Transcription is a methodological choice, not clerical work
Transcription is an act of representation that shapes what your analysis can find (Oliver, Serovich & Mason, 2005). Every transcript reflects interpretive decisions about what you capture and representational decisions about how you render it (Bucholtz, 2000). Your committee will expect you to name the convention you used and defend it, not treat the file as a neutral copy of the audio.
So write the choice into your methodology chapter. State whether you transcribed naturalized or denaturalized verbatim, why that fits your analytic approach, and who did the transcribing. That paragraph is short, but examiners look for it. It shows you understood transcription as a research decision, not a typing task.
This guide covers the parts specific to a dissertation. For recording setup and the general AI-first-pass-then-clean workflow, start with the pillar on how to transcribe an interview, then come back here for convention, coding, and ethics.
Naturalized or denaturalized verbatim – which does your analysis need?
The core split is naturalism versus denaturalism. Naturalized verbatim keeps every utterance in as much detail as possible; denaturalized verbatim corrects grammar, removes stutters and pauses, and standardizes non-standard accents (Oliver, Serovich & Mason, 2005). Neither is more accurate. They answer different questions.
If you're doing conversation or discourse analysis, you need the detail. A standard orthographic transcript bleaches out how and when things are said, which is exactly what those methods analyze (Hoey & Kendrick, 2022). Jeffersonian notation captures it: overlaps, timed pauses, emphasis. For thematic or content analysis, denaturalized clean verbatim is usually enough and much faster to code.
Pick one before you edit a single line, because the choice changes every turn. Switching conventions halfway leaves an inconsistent corpus that's hard to defend and harder to code.
Get an AI first pass, then transcribe for your dissertation codebook
Doing it by hand is the slow way. Manual transcription of one hour of interview audio can take up to six hours of work (Haberl et al., 2023, citing Bell et al., 2018). Across a dozen interviews, that's weeks. An AI first pass turns each hour into minutes of processing plus focused correction against the audio.
Get a speaker-labeled first-pass draft, then correct it to your convention. Clean speaker separation matters more here than in journalism: coding software keys on who said what, so an interviewer's prompt shouldn't get coded as a participant's answer.
Read the draft against the recording and fix what AI misses: participant pseudonyms, domain terms, and numbers said quickly. Mark anything genuinely unclear as [inaudible] with its timestamp, so a coded excerpt stays honest rather than a confident guess.
Format your dissertation transcript for NVivo, ATLAS.ti, or MAXQDA
Your transcript has to import cleanly into your CAQDAS. NVivo reads plain text, rich text, or Word documents, optionally with a speaker column; ATLAS.ti accepts .doc, .docx, .rtf, .odt and .txt; MAXQDA takes the same formats. DOCX is the safe common denominator.

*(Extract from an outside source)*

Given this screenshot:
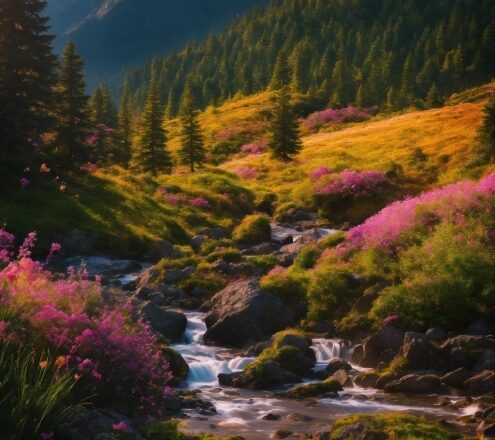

Structure matters as much as format. In MAXQDA, each contribution starts a new paragraph with the speaker's name followed by a colon, and the software auto-codes every turn to that speaker. Keep the pattern consistent – 'Interviewer:' and 'P07:' at each turn's start – and your speaker coding is done on import.
Export a coding-ready DOCX with those speaker labels intact for import, and keep a copy for your appendix if your program requires transcripts submitted with the thesis.
Consent, special-category data, and how to cite participants
Identifiable interview data carries obligations. Under the US Common Rule, private information for which a subject's identity may readily be ascertained is identifiable, and collecting it makes you a human-subjects researcher (45 CFR 46.102). That is what your IRB consent and data-handling plan exist to cover.
If your interviews reveal health, religion, ethnicity, political opinions, or sexual orientation, they may be special-category data whose processing is prohibited without an Article 9 condition under GDPR. Store identifiable audio access-controlled, and pseudonymize in the transcript copy while keeping an un-redacted master secure.
Cite participants correctly. In APA, you don't cite your own research participants as personal communications – you quote them directly from your data. Personal-communication citations are for outside interviews you reference, not for the interviews that are your dataset.